Wir bedauern daher, dass die hart erkämpften Fortschritte des Sudan auf dem Weg zu einer demokratisch gewählten Regierung in den letzten Wochen einen gewaltsamen Rückschlag erlitten haben, und wir schließen uns den Aufrufen der Afrikanischen Union und anderer führender Politiker der Welt zu einem sofortigen Waffenstillstand an. Gleichzeitig ist der Sudan nur in einen von Dutzenden bewaffneten Konflikten in Afrika verwickelt, die beendet werden müssen. Die Zivilgesellschaft spielt hier wie auch anderswo eine wichtige friedensstiftende Rolle, und wir beglückwünschen unsere Mitgliedsorganisationen in der Region für ihre langjährigen Bemühungen um Frieden und Sicherheit in Subsahara-Afrika. Wir danken ihnen auch für die Ausrichtung dieses 23. Weltkongresses und für die beständige Führung, die sie der Föderation als Ganzes zukommen lassen.
Die Welt im Jahr 2023 steht vor zwei existenziellen Krisen, die durch eine globale Pandemie, von der wir uns noch nicht vollständig erholt haben, noch verschärft wurden. Die Gefahr eines Atomkriegs ist größer als je zuvor seit dem Kalten Krieg in den 1980er Jahren. Und die immer schneller voranschreitende Klimakrise, die durch die Kohlenstoffemissionen aus der unkontrollierten Verbrennung fossiler Brennstoffe verursacht wird, bringt extreme Wetterereignisse, Störungen in der Landwirtschaft, steigende Meeresspiegel und durch Vektoren übertragene Krankheiten in jeden Winkel der Welt. Die Millionen von Todesfällen durch Covid-19 in einem Zeitraum von zwei Jahren haben nicht nur die Fähigkeit der Weltöffentlichkeit auf die Probe gestellt, mit einem gesundheitlichen Notfall dieses Ausmaßes umzugehen, sondern auch die Ungleichheiten beim Zugang zu Impfstoffen und Behandlungen zwischen reichen und armen Ländern aufgezeigt. Es überrascht nicht, dass die Weltuntergangsuhr vor kurzem auf 90 Sekunden vor Mitternacht zurückgestellt wurde, so nah wie noch nie an einer globalen Katastrophe.
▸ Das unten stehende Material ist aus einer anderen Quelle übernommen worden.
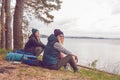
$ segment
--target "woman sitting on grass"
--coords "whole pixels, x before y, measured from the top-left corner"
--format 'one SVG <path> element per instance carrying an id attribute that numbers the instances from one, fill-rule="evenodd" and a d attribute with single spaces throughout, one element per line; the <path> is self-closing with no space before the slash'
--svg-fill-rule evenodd
<path id="1" fill-rule="evenodd" d="M 43 66 L 49 69 L 58 70 L 62 66 L 69 63 L 74 72 L 77 72 L 78 68 L 73 59 L 73 56 L 77 62 L 78 58 L 61 45 L 61 40 L 64 40 L 64 34 L 59 29 L 56 29 L 54 34 L 49 36 L 48 43 L 43 54 Z M 60 53 L 64 53 L 67 56 L 59 59 Z"/>
<path id="2" fill-rule="evenodd" d="M 28 42 L 25 44 L 24 50 L 39 56 L 44 50 L 45 45 L 40 41 L 40 34 L 37 29 L 32 29 L 32 35 L 29 37 Z"/>

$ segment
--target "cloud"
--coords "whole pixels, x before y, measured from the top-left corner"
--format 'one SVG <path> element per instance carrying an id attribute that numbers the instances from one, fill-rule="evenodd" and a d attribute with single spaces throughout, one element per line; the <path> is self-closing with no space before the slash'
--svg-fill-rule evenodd
<path id="1" fill-rule="evenodd" d="M 32 24 L 45 34 L 60 28 L 66 35 L 120 37 L 120 0 L 63 0 L 62 9 L 53 14 L 55 22 L 49 27 L 37 21 Z"/>
<path id="2" fill-rule="evenodd" d="M 120 0 L 115 0 L 112 8 L 112 14 L 120 14 Z"/>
Die tragische Invasion in der Ukraine, die nun schon das zweite Jahr andauert, hat bereits Zehntausende ukrainische und russische Opfer gefordert, darunter mehr als 20 000 zivile Opfer und mehrere Millionen Menschen, die in andere Länder vertrieben wurden. Die Auswirkungen des Krieges auf die Weltwirtschaft, einschließlich der Verknappung von Getreide und anderen Rohstoffen, sind enorm. Angesichts von mehr als 110 laufenden bewaffneten Konflikten in der Welt – mehr als 35 davon allein in Afrika südlich der Sahara – werden wir erneut daran erinnert, dass Krieg und Militäraktionen immer und überall auf der Welt inakzeptabel sind.
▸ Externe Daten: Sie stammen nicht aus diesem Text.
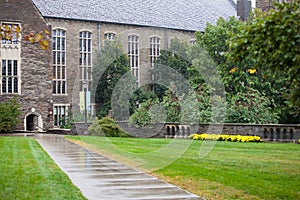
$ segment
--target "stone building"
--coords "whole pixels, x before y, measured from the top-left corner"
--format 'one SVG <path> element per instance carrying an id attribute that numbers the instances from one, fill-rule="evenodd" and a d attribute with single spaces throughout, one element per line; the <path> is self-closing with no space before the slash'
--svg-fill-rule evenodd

Doch die schwerwiegenden globalen Auswirkungen eines Krieges, der Russland in einen direkten Konflikt mit den USA und der NATO gebracht hatte, verblassen im Vergleich zu dem, was passieren würde, wenn die nukleare Schwelle überschritten würde. Ob in der Ukraine, in Südasien, wo zwei nuklear bewaffnete Staaten, Indien und Pakistan, vier echte Kriege geführt haben, oder bei jedem anderen Konflikt – der Einsatz von Atomwaffen würde, aus welchem Grund auch immer, mit ziemlicher Sicherheit zu einem Atomkrieg eskalieren, der Millionen von Menschen das Leben kosten würde. Ein Atomkrieg würde eine Klimakatastrophe anderer Art auslösen und die Welt in einen nuklearen Winter stürzen, in dem die Landwirtschaft zusammenbrechen würde und Milliarden von Menschen vom Hungertod bedroht wären, unabhängig davon, wie weit sie von dem eigentlichen Konflikt entfernt wären.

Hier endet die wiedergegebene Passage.